Search code examples
data-modelingdata-warehousesnowflake-cloud-data-platform

Fact table is not connected to dim because of different datasources


I have a fact table for which I am getting data from a source A.

Then, I have source B which has one common field with the source A. So, I wonder how I should populate the fact table with the keys from the dim tables?

It is not just a simple data pull as it requires some serious cleaning. I assume that in the staging tables I should not do any transformation. Does it mean that it would look like the following?

  1. Pull the data from source B to the staging tables.
  2. Do the cleaning and save the results in the pre_dim table(s)
  3. Join the fact table common field with the tables from (2)?
  4. Create dim tables
  5. Link dim tables with the fact table by the surrogate key?

Every day truncate the table in (2) and re-create the new table - see (2)?


Solution

  • You had a right direction, but I am usually separate all levels(staging, etl,dwh) because it's easier to control the data, clean and verify.

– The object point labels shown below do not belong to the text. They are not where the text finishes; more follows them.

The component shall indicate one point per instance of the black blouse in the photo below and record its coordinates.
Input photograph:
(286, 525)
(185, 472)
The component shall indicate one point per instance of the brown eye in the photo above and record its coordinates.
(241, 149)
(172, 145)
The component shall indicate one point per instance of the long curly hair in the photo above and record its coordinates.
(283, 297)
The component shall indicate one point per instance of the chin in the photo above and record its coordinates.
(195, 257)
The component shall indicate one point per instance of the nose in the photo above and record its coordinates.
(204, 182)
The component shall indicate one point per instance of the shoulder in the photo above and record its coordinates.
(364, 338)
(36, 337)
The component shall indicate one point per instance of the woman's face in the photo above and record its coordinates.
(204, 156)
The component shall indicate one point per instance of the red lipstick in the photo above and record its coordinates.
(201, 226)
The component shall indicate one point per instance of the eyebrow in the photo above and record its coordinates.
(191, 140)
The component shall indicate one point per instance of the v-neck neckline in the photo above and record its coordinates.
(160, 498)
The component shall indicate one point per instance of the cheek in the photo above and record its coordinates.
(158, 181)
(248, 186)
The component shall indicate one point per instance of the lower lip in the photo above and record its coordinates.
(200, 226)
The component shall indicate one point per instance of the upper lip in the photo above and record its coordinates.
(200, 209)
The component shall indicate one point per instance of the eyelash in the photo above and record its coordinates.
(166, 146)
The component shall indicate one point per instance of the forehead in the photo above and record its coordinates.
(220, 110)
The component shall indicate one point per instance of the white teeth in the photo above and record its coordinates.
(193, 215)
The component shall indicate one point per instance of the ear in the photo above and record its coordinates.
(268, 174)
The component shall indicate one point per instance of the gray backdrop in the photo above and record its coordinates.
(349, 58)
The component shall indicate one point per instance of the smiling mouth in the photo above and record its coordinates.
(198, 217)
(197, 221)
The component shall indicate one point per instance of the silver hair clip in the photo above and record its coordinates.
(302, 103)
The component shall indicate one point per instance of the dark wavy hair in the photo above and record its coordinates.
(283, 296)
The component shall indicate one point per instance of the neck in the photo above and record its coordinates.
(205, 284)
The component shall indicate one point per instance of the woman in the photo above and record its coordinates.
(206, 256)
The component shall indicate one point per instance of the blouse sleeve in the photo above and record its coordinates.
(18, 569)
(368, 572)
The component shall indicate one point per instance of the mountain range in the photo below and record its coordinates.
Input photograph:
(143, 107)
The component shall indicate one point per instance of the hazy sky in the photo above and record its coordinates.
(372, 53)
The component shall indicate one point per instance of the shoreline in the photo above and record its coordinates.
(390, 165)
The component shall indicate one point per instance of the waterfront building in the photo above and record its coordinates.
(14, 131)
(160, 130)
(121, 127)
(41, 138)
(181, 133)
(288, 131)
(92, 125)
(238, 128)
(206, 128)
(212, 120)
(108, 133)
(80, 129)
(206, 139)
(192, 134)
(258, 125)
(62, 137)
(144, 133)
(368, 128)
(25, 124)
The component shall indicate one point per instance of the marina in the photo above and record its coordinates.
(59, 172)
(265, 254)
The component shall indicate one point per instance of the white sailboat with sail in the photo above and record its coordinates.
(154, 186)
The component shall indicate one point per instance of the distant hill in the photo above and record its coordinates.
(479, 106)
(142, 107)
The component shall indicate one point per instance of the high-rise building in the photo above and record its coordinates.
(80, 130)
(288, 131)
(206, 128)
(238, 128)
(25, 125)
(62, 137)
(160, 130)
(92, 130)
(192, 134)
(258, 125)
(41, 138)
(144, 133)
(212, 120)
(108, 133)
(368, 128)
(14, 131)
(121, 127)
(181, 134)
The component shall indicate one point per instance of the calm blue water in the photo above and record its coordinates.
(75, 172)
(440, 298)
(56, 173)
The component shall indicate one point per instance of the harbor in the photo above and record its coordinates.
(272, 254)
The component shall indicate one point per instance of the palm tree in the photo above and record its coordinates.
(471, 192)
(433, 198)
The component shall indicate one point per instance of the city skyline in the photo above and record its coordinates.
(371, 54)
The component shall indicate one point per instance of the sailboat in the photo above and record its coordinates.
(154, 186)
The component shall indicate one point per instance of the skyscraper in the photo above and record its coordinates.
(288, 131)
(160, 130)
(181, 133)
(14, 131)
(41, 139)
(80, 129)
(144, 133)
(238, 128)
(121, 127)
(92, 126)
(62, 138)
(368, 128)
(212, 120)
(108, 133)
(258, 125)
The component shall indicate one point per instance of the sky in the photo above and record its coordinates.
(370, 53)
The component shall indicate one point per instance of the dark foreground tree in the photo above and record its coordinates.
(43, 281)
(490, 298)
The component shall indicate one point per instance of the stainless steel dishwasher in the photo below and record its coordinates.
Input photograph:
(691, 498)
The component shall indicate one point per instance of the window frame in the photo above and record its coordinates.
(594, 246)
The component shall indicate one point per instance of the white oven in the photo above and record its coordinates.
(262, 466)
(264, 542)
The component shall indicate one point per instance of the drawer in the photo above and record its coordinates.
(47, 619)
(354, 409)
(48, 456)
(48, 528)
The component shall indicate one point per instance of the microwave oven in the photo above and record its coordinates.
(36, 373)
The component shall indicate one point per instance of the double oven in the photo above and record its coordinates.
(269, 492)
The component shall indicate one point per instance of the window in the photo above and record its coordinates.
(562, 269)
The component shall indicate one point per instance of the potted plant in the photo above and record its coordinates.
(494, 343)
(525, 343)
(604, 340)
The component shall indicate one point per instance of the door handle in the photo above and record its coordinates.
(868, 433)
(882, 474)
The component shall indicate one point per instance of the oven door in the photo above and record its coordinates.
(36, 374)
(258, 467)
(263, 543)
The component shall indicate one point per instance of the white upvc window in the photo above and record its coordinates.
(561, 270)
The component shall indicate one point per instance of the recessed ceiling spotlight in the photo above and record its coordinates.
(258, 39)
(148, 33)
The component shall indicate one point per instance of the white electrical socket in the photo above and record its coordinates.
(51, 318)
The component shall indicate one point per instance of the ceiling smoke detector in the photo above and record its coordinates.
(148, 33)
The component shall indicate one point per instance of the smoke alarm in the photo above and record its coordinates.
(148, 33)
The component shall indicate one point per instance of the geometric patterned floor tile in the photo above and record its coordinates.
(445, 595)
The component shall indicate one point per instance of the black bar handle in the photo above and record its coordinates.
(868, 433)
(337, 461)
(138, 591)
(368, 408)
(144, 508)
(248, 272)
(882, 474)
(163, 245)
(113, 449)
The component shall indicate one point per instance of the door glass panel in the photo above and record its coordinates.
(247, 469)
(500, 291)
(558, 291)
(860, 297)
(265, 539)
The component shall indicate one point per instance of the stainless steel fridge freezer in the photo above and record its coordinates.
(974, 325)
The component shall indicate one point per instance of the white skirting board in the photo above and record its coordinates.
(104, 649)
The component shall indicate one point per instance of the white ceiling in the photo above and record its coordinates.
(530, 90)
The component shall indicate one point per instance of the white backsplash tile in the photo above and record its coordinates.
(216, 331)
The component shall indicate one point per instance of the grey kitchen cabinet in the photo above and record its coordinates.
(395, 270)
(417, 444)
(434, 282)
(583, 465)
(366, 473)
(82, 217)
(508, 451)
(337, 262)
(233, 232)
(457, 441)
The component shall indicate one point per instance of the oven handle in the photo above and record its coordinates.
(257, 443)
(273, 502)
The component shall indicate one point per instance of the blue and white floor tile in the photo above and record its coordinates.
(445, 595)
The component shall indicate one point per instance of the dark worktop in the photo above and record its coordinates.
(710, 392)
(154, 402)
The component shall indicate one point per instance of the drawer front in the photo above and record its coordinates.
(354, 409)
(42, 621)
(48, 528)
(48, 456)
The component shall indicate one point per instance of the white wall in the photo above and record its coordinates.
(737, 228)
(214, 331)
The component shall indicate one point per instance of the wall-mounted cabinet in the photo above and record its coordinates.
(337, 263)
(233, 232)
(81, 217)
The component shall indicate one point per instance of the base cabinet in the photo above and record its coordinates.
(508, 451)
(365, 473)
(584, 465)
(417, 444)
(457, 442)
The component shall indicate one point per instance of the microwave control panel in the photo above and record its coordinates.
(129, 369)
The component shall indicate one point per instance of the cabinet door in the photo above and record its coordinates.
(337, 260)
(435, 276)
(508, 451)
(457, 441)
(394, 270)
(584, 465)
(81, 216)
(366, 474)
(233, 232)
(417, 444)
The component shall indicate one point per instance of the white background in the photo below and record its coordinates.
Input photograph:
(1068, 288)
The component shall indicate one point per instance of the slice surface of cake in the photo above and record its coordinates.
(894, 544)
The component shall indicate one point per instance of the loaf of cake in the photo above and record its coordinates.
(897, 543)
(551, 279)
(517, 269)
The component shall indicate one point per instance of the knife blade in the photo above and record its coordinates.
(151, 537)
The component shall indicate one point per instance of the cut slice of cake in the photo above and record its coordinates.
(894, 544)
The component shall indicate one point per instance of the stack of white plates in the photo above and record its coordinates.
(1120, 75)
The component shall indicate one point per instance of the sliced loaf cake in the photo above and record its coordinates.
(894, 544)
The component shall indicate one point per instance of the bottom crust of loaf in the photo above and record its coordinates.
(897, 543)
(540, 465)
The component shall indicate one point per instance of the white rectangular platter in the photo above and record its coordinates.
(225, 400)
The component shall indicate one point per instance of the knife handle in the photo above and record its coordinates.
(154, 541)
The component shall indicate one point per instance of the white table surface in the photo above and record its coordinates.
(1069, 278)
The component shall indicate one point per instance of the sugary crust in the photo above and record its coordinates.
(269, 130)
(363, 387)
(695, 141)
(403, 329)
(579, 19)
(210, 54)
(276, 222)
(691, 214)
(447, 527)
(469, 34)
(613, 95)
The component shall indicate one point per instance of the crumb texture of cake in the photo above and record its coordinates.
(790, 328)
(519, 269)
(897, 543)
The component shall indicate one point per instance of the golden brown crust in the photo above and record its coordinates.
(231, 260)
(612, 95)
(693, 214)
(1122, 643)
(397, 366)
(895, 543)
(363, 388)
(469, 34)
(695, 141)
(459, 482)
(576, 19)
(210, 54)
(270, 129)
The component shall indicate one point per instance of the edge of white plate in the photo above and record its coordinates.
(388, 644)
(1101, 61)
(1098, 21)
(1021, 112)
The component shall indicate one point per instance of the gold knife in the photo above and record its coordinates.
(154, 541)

    So here's what I would do:

    1. Pull the data from source B and A to the staging tables(st_A and st_B).
    2. Create table etl_A and etl_B with PK dim_B and FK dim_B.
    3. Truncate table and Insert data from source B into etl_B with creating unique PK data in dim_B.
    4. Truncate table and Insert data from source A which joined etl_B ( you can fill FK dim_B now)
    5. And next step maybe partition exchange? Or insert, or bulk. I don't know what you RDBMS you use and your purposes.